Pi est un nombre décimal comportant un nombre infini de chiffres qui permet des relations entre la longueur d'une circonférence (un cercle), et son diamètre ou son rayon, mais aussi des projections sur les différents axes qui sont les Sinus, Cosinus, Tangente et Cotangente.

La valeur de Pi est approximativement 3.1415926535897930... Si mes vieux cours sont encore d'actualité, mais nous ne parlerons que de 3.1416 qui est la valeur la plus couramment utilisée, voire même tout simplement 3.14. (On remarquera au passage que 3.1416 multiplié par 10 000 donne 31 416 ce qui est un nombre "qui tient" sur 16 bits, alors que 3.14 *100 est aussi un nombre qui tient sur 2 octets…donc autant tout prendre !)
Le cercle est une figure simple, connue depuis la nuit des temps.

Au niveau de la terre et de l'espace les cercles sont nombreux ou du moins par le cas plus général des ellipses. (Le cercle étant une ellipse particulière dont les deux foyers sont confondus).
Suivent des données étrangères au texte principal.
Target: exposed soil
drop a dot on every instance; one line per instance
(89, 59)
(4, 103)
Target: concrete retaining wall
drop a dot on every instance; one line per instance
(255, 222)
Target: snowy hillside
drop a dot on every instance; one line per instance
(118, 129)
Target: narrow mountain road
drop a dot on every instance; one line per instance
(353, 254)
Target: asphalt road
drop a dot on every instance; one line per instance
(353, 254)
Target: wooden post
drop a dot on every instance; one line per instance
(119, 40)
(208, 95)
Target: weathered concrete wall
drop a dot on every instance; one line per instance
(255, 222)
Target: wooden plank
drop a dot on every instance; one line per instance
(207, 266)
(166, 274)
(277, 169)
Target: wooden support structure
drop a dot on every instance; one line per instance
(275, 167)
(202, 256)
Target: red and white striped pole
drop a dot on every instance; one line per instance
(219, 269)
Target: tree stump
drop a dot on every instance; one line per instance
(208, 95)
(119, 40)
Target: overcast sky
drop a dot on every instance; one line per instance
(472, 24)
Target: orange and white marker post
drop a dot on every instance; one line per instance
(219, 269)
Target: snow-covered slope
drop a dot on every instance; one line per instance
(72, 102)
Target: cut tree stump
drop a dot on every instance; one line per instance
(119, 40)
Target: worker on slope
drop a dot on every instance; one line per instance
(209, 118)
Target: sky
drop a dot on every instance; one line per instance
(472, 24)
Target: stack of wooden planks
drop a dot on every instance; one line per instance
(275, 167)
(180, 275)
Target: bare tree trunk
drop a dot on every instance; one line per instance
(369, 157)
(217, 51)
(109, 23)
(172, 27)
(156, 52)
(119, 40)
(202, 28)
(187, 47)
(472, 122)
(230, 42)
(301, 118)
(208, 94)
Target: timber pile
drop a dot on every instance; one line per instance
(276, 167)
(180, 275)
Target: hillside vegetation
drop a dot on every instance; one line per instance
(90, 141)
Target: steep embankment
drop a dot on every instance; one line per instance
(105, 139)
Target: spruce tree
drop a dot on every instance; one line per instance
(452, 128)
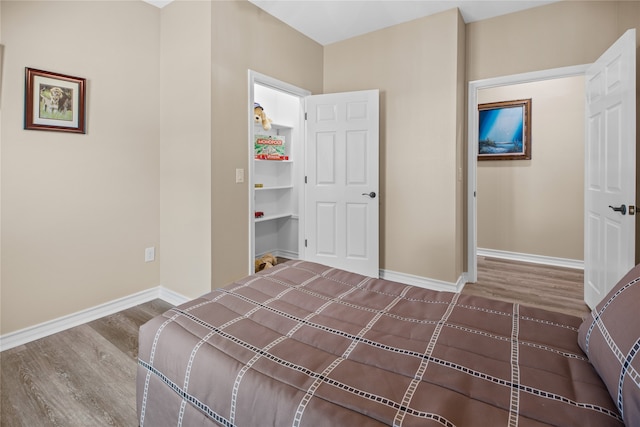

Toute la mécanique céleste fourmille de fonctions sinusoïdalesSINUS_1 qui s'entrechoquent et se percutent, donnant des courbes et des valeurs souvent assez compliquées. (Il n'y a qu'à regarder très simplement les phénomènes des marées avec des courbes irrégulières en dos de chameau). (Courbes simplement tracées à partir des tables des marées, courbe ci-contre)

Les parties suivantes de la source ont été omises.